Inevitavelmente, comecei a rir daquela proposta absurda.

— Você não existe, Tomaz. — Olhei do outro lado da rua e para minha completa infelicidade Claudete se aproximava. — Veja só, sua amada veio visitar o meu pai. Que inferno! Só me faltava essa!

Ao lado dele aguardei desanimada, com os braços cruzados, ela se aproximar. De rosto empinado, sorriu. Só então pude ter a certeza: Tomaz amava aquela mulher verdadeiramente. Cheia de arrogância, ela destilou do seu veneno.

— Que fofo, ambos matando a saudade dos tempos passados?

Tomaz abaixou os olhos e envergonhado a cumprimentou, como um cãozinho dócil.

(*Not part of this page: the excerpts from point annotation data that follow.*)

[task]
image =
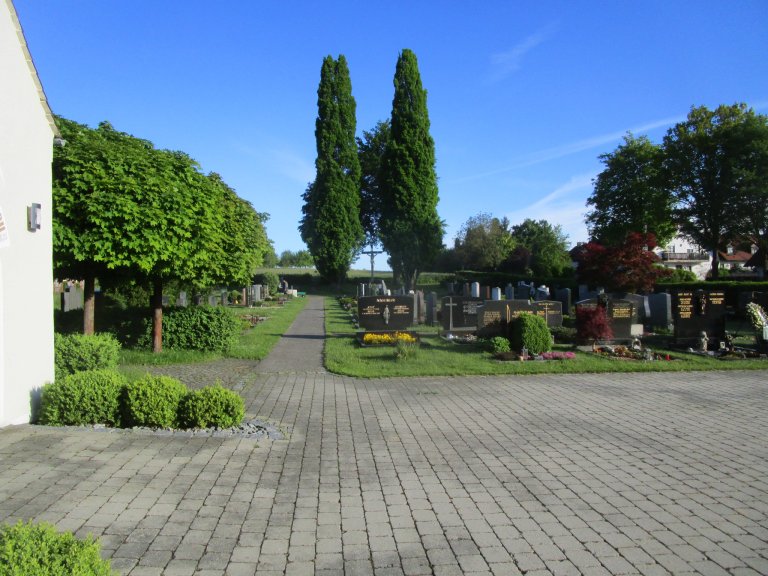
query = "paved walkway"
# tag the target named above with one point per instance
(564, 474)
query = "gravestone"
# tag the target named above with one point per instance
(551, 311)
(661, 310)
(641, 310)
(694, 312)
(618, 312)
(542, 293)
(493, 318)
(383, 313)
(72, 298)
(431, 301)
(563, 295)
(460, 313)
(586, 294)
(419, 307)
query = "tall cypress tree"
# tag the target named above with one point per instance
(330, 225)
(411, 230)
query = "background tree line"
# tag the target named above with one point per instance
(708, 179)
(125, 212)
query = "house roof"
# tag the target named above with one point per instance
(736, 256)
(31, 65)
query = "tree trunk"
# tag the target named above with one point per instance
(89, 304)
(157, 316)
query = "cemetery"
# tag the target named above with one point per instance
(460, 331)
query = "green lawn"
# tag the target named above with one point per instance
(437, 357)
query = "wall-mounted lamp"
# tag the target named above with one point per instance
(34, 216)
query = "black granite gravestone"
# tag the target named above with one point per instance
(694, 312)
(381, 313)
(551, 311)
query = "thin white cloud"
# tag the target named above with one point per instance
(568, 149)
(564, 206)
(284, 162)
(505, 63)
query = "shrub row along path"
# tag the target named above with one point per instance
(557, 474)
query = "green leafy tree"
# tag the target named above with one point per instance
(706, 159)
(330, 225)
(123, 209)
(411, 230)
(483, 243)
(546, 244)
(750, 137)
(631, 195)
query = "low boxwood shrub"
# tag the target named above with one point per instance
(91, 397)
(497, 345)
(79, 352)
(38, 549)
(205, 328)
(211, 407)
(530, 331)
(153, 401)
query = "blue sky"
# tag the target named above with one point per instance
(523, 96)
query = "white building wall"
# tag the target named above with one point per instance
(26, 303)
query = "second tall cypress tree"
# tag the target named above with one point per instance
(330, 225)
(411, 230)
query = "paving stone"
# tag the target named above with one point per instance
(650, 473)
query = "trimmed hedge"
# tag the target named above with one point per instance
(205, 328)
(91, 397)
(212, 406)
(531, 332)
(79, 352)
(38, 549)
(153, 401)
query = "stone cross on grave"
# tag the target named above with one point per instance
(372, 253)
(450, 306)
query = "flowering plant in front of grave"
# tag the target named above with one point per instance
(558, 355)
(387, 338)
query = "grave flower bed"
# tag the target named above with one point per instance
(386, 338)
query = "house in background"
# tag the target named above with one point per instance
(683, 254)
(27, 131)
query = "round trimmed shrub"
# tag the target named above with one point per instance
(205, 328)
(153, 401)
(91, 397)
(40, 550)
(212, 407)
(80, 352)
(530, 331)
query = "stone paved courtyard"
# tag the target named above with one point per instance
(568, 474)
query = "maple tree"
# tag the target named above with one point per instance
(628, 267)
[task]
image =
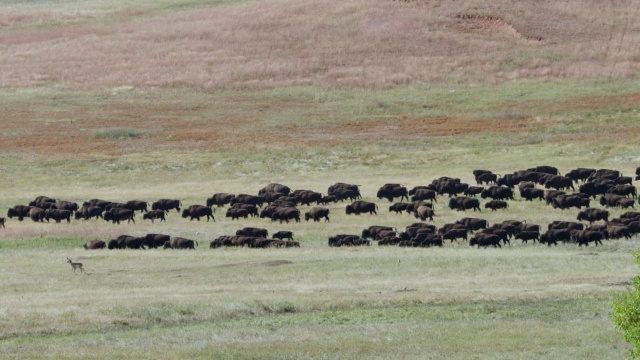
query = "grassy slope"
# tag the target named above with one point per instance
(314, 302)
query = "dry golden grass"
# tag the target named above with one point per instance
(325, 43)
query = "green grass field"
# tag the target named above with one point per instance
(97, 102)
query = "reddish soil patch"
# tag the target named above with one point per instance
(490, 25)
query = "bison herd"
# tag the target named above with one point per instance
(578, 188)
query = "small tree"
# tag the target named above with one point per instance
(626, 313)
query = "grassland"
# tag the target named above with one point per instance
(182, 99)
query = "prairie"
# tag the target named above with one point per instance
(182, 99)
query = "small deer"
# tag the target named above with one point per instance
(75, 266)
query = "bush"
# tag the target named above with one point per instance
(626, 313)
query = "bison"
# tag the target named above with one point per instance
(116, 215)
(19, 211)
(198, 211)
(359, 207)
(462, 203)
(180, 243)
(424, 212)
(591, 215)
(166, 205)
(317, 213)
(94, 245)
(496, 204)
(153, 241)
(219, 199)
(155, 214)
(283, 235)
(88, 212)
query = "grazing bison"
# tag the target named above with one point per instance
(473, 191)
(487, 178)
(555, 235)
(373, 231)
(95, 245)
(455, 234)
(424, 194)
(545, 169)
(527, 235)
(219, 199)
(180, 243)
(237, 213)
(502, 234)
(88, 212)
(155, 214)
(97, 202)
(58, 215)
(485, 240)
(559, 182)
(66, 205)
(580, 174)
(473, 223)
(532, 193)
(584, 237)
(116, 215)
(317, 213)
(391, 191)
(497, 193)
(19, 211)
(328, 199)
(126, 242)
(253, 231)
(623, 190)
(306, 197)
(136, 205)
(496, 204)
(398, 207)
(247, 199)
(166, 205)
(591, 215)
(424, 212)
(37, 214)
(275, 188)
(198, 211)
(285, 214)
(463, 203)
(153, 241)
(556, 225)
(568, 201)
(359, 207)
(619, 231)
(283, 235)
(611, 200)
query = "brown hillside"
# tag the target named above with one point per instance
(351, 43)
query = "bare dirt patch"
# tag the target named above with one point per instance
(492, 26)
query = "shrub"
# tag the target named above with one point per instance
(626, 313)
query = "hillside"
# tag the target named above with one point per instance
(351, 43)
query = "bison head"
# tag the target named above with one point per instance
(453, 204)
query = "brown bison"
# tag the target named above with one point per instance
(166, 205)
(317, 213)
(359, 207)
(198, 211)
(94, 245)
(154, 214)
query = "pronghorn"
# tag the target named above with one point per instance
(75, 266)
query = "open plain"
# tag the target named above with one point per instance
(183, 99)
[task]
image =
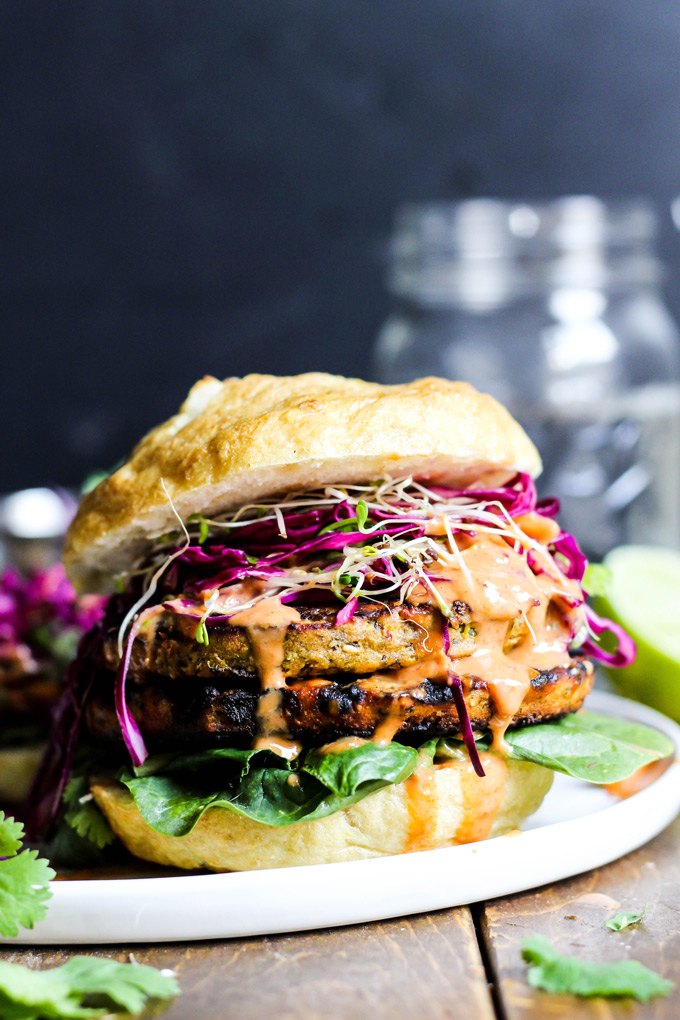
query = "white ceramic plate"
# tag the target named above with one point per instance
(578, 827)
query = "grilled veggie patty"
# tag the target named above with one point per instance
(173, 714)
(378, 636)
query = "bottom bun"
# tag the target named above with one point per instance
(438, 806)
(17, 768)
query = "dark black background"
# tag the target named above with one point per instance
(207, 187)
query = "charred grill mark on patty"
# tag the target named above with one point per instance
(174, 714)
(378, 636)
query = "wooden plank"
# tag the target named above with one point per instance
(425, 968)
(572, 915)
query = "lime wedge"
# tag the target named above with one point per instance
(643, 596)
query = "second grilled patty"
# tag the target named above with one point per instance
(175, 715)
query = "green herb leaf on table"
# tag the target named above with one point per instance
(560, 974)
(11, 833)
(24, 881)
(625, 919)
(85, 987)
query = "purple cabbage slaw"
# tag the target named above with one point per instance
(44, 800)
(44, 599)
(259, 547)
(456, 684)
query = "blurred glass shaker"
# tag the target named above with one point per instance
(556, 309)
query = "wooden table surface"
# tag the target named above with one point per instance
(461, 964)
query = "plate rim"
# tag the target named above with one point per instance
(663, 794)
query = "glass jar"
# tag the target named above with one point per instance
(556, 309)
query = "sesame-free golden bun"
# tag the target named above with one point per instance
(452, 805)
(250, 439)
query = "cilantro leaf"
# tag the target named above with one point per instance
(23, 889)
(11, 833)
(569, 975)
(60, 993)
(625, 919)
(24, 879)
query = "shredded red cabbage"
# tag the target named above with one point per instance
(43, 600)
(44, 800)
(625, 652)
(456, 685)
(131, 731)
(518, 497)
(568, 548)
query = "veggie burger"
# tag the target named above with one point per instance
(342, 625)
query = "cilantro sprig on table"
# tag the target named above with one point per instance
(85, 987)
(24, 880)
(560, 974)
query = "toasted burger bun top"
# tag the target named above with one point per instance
(253, 438)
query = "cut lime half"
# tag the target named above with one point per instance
(643, 596)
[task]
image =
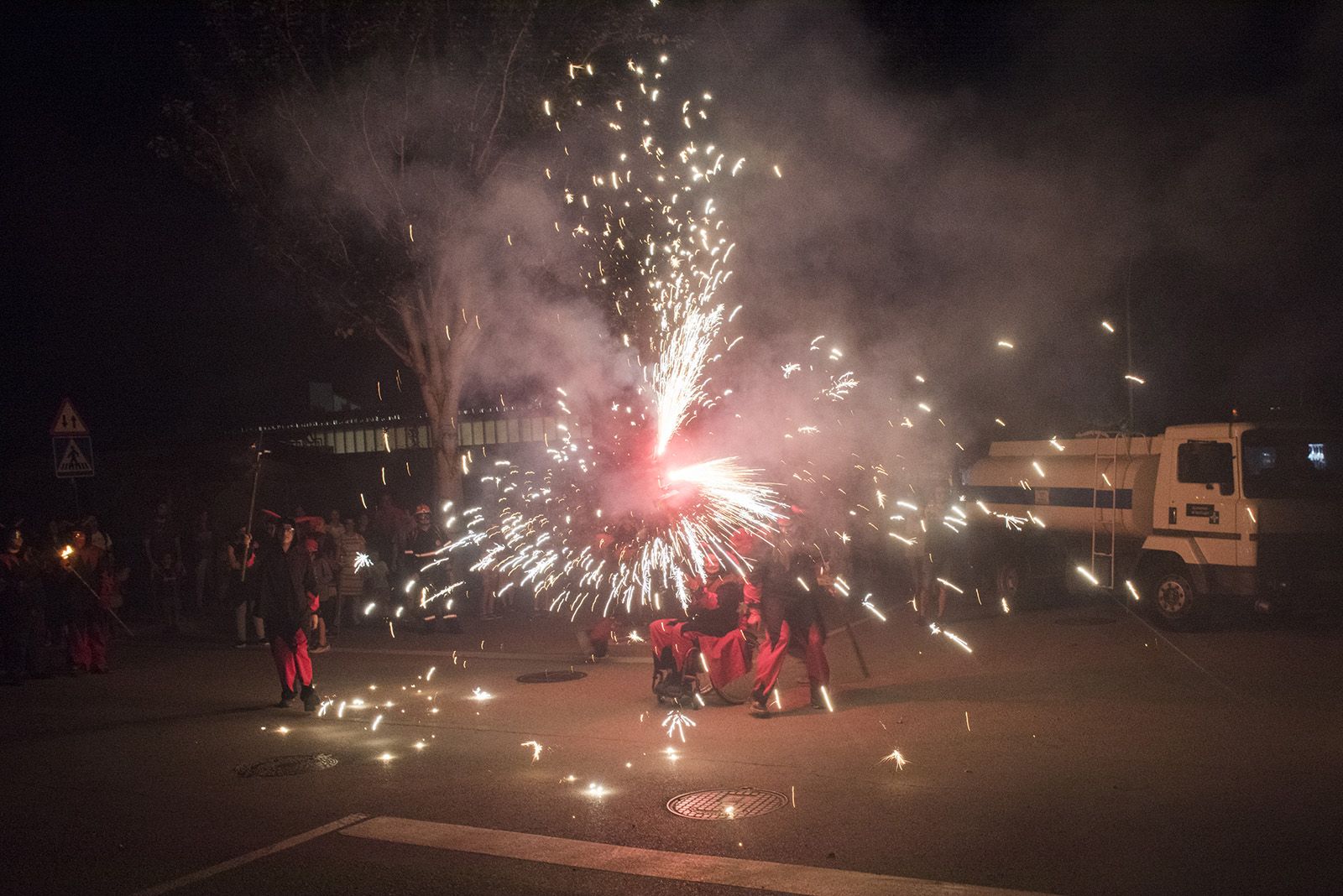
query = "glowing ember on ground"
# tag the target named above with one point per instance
(895, 757)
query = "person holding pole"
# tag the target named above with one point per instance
(783, 586)
(288, 591)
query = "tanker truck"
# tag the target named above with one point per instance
(1175, 522)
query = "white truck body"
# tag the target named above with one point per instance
(1232, 508)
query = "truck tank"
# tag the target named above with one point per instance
(1061, 482)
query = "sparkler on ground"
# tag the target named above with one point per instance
(895, 757)
(676, 723)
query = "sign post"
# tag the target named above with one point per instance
(71, 447)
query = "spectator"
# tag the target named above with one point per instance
(324, 573)
(161, 539)
(378, 585)
(349, 586)
(333, 524)
(389, 524)
(89, 581)
(201, 539)
(242, 595)
(167, 591)
(98, 538)
(19, 608)
(289, 600)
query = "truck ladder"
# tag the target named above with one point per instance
(1105, 518)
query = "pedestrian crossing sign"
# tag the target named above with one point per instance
(73, 456)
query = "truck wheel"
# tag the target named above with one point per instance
(1174, 602)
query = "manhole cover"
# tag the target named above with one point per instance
(547, 678)
(725, 805)
(1087, 620)
(281, 766)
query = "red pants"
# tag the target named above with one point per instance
(770, 659)
(89, 645)
(290, 655)
(668, 633)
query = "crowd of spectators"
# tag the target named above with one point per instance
(66, 584)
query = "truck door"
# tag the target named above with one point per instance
(1202, 501)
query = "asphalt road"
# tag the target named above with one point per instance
(1074, 750)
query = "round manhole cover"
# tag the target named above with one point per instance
(547, 678)
(1087, 620)
(281, 766)
(725, 805)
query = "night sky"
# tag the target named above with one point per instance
(133, 290)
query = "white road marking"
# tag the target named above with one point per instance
(253, 856)
(749, 873)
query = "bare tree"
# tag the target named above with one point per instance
(379, 154)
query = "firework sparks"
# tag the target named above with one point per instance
(895, 757)
(676, 723)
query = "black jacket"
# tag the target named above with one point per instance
(285, 582)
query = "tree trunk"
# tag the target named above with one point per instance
(442, 407)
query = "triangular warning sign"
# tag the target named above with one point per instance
(69, 423)
(73, 461)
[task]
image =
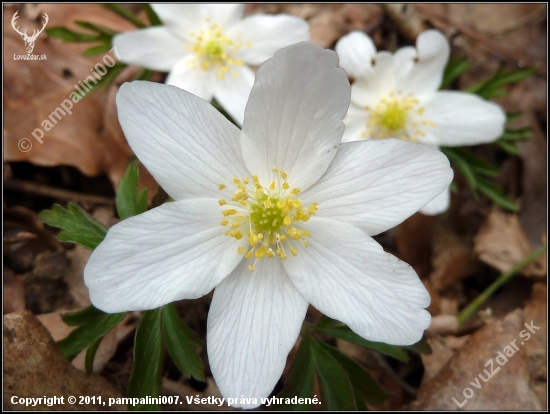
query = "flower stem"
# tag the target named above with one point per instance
(472, 308)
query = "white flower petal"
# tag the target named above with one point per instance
(253, 322)
(464, 119)
(155, 48)
(293, 119)
(376, 184)
(184, 142)
(425, 69)
(263, 35)
(347, 276)
(438, 205)
(186, 75)
(232, 92)
(355, 51)
(173, 252)
(356, 123)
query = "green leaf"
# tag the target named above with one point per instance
(181, 342)
(146, 377)
(129, 200)
(109, 33)
(346, 334)
(521, 134)
(490, 88)
(462, 166)
(82, 317)
(85, 335)
(301, 379)
(495, 193)
(365, 388)
(453, 70)
(336, 389)
(97, 50)
(477, 164)
(69, 35)
(151, 15)
(509, 147)
(90, 355)
(125, 13)
(76, 225)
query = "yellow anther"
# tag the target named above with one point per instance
(260, 253)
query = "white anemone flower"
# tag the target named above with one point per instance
(273, 217)
(207, 48)
(397, 96)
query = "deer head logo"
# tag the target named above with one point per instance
(29, 40)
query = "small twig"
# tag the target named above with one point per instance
(44, 190)
(472, 308)
(409, 390)
(491, 45)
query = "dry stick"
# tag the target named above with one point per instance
(472, 308)
(44, 190)
(493, 46)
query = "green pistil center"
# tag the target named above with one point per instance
(394, 118)
(265, 216)
(214, 49)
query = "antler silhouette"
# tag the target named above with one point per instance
(13, 19)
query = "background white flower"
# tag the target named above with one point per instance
(269, 240)
(207, 48)
(397, 96)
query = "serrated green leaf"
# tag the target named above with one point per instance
(97, 50)
(346, 334)
(336, 388)
(301, 379)
(90, 355)
(125, 13)
(420, 347)
(146, 377)
(85, 335)
(453, 70)
(151, 15)
(366, 389)
(108, 33)
(477, 164)
(69, 35)
(76, 225)
(496, 195)
(181, 342)
(129, 201)
(82, 317)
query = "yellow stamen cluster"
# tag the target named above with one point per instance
(269, 215)
(214, 50)
(397, 117)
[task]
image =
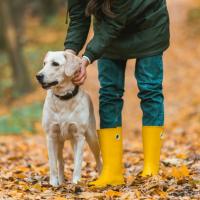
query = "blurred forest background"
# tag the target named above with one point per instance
(28, 29)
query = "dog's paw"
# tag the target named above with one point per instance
(75, 180)
(54, 182)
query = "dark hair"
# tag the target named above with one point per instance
(100, 8)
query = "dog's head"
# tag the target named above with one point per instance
(57, 67)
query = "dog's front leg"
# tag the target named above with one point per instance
(52, 144)
(78, 158)
(60, 162)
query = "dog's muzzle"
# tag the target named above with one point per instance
(40, 78)
(48, 85)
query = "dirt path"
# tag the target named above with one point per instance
(23, 160)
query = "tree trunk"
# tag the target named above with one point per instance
(19, 71)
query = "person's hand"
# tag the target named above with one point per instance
(81, 75)
(71, 51)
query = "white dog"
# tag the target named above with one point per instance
(67, 114)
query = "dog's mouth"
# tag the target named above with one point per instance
(48, 85)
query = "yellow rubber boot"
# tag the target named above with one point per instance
(152, 143)
(110, 140)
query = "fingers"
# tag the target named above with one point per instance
(80, 76)
(81, 81)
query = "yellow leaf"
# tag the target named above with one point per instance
(162, 193)
(175, 172)
(20, 175)
(180, 172)
(37, 187)
(184, 171)
(181, 156)
(60, 198)
(138, 193)
(112, 193)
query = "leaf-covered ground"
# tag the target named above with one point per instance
(24, 161)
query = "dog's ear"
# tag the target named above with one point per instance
(72, 64)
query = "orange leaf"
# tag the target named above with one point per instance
(112, 193)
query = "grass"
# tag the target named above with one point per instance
(21, 119)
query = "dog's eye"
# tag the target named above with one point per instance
(55, 64)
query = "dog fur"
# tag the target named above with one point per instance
(66, 120)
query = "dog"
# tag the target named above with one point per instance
(67, 115)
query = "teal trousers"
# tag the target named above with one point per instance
(149, 76)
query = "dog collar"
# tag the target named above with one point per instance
(69, 94)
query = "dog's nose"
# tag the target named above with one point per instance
(40, 77)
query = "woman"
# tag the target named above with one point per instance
(122, 30)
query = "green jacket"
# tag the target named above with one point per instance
(140, 28)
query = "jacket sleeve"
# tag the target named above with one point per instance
(110, 28)
(78, 26)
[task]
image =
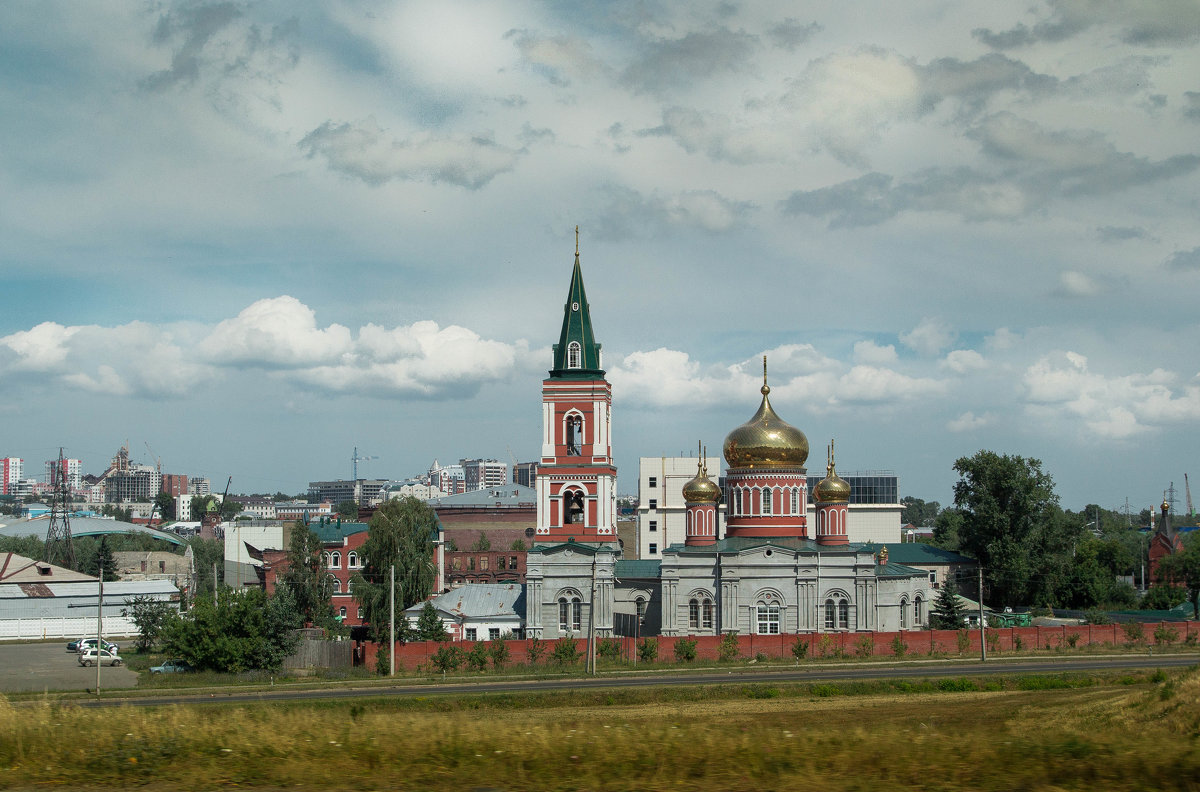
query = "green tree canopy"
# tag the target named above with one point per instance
(400, 533)
(1009, 525)
(307, 579)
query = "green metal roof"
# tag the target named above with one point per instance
(577, 328)
(639, 568)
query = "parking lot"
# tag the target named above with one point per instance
(49, 666)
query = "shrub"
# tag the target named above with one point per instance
(535, 651)
(1134, 633)
(609, 648)
(1165, 635)
(729, 647)
(567, 652)
(499, 653)
(685, 649)
(447, 658)
(478, 657)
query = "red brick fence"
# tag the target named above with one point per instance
(829, 645)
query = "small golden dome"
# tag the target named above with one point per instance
(766, 441)
(701, 489)
(832, 489)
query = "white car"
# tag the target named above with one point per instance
(90, 657)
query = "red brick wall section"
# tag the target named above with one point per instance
(411, 655)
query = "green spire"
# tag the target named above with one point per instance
(576, 354)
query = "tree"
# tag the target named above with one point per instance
(241, 631)
(429, 624)
(1007, 504)
(947, 613)
(307, 580)
(1183, 569)
(150, 616)
(401, 532)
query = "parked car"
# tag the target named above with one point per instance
(173, 666)
(90, 658)
(90, 643)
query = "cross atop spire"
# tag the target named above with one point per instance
(576, 354)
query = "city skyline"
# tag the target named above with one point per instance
(256, 237)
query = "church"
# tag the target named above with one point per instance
(760, 573)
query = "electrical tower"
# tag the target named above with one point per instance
(59, 545)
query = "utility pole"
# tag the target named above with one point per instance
(391, 616)
(983, 636)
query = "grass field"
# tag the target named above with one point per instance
(1048, 732)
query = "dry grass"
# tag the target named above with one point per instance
(1103, 735)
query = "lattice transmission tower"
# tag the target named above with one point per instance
(59, 545)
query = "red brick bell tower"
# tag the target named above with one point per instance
(576, 478)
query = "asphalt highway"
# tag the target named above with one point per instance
(631, 679)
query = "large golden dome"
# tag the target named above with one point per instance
(701, 489)
(766, 441)
(832, 489)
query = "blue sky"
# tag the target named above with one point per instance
(255, 235)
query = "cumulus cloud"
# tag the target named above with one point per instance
(1077, 285)
(1062, 387)
(870, 353)
(366, 151)
(929, 337)
(963, 361)
(969, 421)
(628, 211)
(277, 333)
(1162, 23)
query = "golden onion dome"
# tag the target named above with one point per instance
(766, 441)
(701, 489)
(832, 489)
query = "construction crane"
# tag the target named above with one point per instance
(355, 460)
(1187, 491)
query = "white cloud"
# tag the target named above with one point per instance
(969, 421)
(964, 360)
(870, 353)
(275, 333)
(1063, 388)
(929, 337)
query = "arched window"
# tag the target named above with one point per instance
(768, 619)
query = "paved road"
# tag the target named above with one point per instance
(826, 673)
(51, 667)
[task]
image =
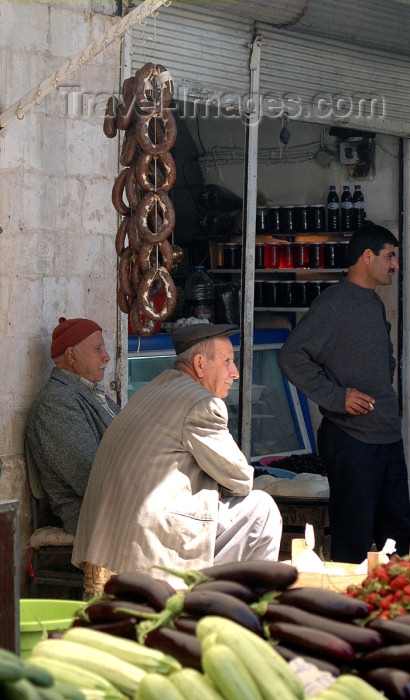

— Como tem passado os dias, Claudete?

— Muito bem, Tomaz! Quer dizer, agora não tão bem. Não sabia que havia voltado, maninha. Então pretende ficar mesmo em São Paulo? Não deu certo sua trama em Encosta?

— Na verdade, não vim para ficar, mas para resolver algumas questões, posso lhe garantir que nenhuma diz respeito a você, ou a esse energúmeno. E quer saber de uma coisa? Eu não tenho que lhe dar satisfações da minha vida. Aproveitem e conversem um pouco, vou deixá-los a sós.